Abstiegskampf: Die wichtigsten Fragen und Fakten zu den Vereinen im Tabellenkeller

Was ist bloß mit Werder Bremen los?

Dass die Werder-Mannschaft nicht mehr an Zeiten erinnert, als sie regelmäßig in der Champions League spielte und brillante Kicker wie Johan Micoud, Diego oder Claudio Pizarro unter Vertrag hatte, daran haben wir uns gewöhnt. Dennoch ist es unverständlich, wie sich die Mannschaft regelmäßig vorführen lässt. Und immer wieder kommen nach bitteren Niederlagen die gleichen Floskeln. „Es gibt Redebedarf“, sagte Trainer Robin Dutt im September 2013 nach dem 0:3 gegen Eintracht Frankfurt. Nach dem 1:3 im Februar in Augsburg sagte Dutt: „Ich habe heute mit vielen Spielern Redebedarf.“ Und was sagte der Trainer nun nach dem 0:3 in Mainz? „Es gibt Redebedarf mit jedem Spieler.“

Offenbar scheinen sie aneinander vorbeizureden. Oder aber, sie verstehen sich nicht. Es ist ja aller Ehren wert, dass Kapitän Clemens Fritz in Mainz zugab, dass Werder ein katastrophales Spiel geboten habe und er sich dafür schämen würde, „dass unsere Fans so eine weite Reise auf sich nehmen und wir so eine Leistung anbieten“. Die Bremer können von Glück sagen, dass sie in den Nordderbys gegen den HSV, Hannover und Braunschweig insgesamt 16 ihrer 33 Punkte holten und dadurch sechs Zähler vor dem Relegationsplatz liegen. Doch gerettet ist der SV Werder noch nicht – es gibt schließlich kein Nordderby mehr.

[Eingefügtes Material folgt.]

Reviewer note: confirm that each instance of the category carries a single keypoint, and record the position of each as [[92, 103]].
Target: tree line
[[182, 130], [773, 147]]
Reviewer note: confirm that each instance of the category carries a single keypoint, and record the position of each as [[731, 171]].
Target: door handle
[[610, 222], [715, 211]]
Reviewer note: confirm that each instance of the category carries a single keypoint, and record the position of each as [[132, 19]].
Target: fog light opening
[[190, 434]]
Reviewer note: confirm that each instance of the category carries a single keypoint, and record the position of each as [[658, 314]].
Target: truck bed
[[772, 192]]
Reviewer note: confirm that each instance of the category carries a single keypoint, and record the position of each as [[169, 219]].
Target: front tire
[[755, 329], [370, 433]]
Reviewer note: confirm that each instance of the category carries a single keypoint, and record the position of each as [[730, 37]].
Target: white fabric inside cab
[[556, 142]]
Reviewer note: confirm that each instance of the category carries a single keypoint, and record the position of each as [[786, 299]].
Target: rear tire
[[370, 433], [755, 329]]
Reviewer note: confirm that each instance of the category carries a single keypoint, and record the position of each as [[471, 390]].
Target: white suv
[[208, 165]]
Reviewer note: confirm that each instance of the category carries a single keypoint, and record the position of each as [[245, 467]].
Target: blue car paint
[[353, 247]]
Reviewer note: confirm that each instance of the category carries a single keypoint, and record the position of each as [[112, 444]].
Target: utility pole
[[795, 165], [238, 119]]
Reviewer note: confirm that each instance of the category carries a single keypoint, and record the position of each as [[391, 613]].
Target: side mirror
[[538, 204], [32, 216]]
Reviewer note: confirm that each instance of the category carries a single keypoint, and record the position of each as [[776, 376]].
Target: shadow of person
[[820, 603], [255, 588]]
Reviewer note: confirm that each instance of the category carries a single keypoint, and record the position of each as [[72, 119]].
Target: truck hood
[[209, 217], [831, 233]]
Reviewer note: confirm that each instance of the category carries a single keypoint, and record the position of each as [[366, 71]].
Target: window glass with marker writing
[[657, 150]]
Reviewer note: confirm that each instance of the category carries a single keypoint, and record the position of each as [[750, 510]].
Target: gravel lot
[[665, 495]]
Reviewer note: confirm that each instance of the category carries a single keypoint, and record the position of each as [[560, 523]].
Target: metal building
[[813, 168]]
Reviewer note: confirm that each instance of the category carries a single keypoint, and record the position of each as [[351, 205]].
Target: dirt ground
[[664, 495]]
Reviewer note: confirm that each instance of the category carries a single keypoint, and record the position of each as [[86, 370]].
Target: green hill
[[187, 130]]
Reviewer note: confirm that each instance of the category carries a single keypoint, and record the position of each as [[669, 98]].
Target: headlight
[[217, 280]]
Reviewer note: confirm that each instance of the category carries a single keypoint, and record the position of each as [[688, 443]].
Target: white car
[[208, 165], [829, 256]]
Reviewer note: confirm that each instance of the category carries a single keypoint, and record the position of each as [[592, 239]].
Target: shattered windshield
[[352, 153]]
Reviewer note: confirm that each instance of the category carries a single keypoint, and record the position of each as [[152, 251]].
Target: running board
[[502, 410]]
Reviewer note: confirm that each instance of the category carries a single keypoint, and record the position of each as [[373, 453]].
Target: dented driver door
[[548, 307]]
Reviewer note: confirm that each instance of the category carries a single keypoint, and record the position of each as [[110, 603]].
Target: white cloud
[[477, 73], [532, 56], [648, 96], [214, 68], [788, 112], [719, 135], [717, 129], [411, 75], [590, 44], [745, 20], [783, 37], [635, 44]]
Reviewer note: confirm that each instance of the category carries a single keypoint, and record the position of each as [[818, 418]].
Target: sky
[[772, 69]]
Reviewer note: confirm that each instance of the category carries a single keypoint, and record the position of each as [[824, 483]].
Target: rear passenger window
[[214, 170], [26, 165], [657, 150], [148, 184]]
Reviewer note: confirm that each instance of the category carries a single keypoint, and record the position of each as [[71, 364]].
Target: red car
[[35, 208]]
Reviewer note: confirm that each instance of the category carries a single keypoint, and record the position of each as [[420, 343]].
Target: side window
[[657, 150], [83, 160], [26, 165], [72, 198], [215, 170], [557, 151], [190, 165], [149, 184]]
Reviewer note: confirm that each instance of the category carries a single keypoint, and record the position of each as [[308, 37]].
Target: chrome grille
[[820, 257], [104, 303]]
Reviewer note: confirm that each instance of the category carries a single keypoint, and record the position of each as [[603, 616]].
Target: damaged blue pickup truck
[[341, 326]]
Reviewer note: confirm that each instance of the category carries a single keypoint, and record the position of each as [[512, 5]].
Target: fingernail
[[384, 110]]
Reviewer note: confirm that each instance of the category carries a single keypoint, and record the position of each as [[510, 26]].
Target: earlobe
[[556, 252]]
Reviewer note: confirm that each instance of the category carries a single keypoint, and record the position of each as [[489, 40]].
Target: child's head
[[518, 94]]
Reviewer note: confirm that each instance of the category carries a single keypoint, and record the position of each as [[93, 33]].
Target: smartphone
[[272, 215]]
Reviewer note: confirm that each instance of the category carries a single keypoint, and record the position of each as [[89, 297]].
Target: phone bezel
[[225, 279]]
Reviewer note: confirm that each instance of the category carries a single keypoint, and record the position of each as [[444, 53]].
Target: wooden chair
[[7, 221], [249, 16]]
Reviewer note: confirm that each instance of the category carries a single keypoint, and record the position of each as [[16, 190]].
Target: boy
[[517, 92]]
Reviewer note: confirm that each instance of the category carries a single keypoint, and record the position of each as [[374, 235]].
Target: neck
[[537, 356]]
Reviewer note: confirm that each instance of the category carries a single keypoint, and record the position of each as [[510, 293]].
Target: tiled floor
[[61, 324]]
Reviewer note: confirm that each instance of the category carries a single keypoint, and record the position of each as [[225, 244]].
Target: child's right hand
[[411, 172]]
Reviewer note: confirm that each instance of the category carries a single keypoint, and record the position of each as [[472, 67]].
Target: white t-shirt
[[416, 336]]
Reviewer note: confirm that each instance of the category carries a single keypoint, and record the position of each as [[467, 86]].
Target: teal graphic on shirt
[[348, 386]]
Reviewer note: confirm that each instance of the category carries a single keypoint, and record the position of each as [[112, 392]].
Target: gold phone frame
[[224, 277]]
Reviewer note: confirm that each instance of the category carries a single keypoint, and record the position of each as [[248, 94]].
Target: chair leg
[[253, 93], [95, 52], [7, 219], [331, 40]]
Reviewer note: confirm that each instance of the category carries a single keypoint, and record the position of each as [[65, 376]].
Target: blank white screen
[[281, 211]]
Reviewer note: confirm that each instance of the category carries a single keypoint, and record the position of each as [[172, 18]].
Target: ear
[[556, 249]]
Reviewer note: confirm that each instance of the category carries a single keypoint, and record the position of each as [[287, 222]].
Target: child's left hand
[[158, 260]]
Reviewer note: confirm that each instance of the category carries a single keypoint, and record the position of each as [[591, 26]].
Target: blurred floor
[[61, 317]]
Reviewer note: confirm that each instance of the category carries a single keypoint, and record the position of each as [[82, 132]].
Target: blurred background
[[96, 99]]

Wie ist der Aufschwung von Hannovers Kapitän Lars Stindl zu erklären?

Typen wie er benötigen keinen besonderen Ansporn, keinen klare Ansagen und schon gar keinen Tritt in den Hintern. Trotzdem fand es Lars Stindl richtig, dass sich Hannover 96 mit einem dreitägigen Trainingslager auf das Heimspiel gegen den HSV vorbereitet hat. „Wir sind enger zusammengerückt. Und wir wussten, dass wir über die Schmerzgrenze hinausgehen mussten“, sagte der 25-Jährige, dem beim 2:1 für die Niedersachsen eine denkwürdige Leistung gelungen ist.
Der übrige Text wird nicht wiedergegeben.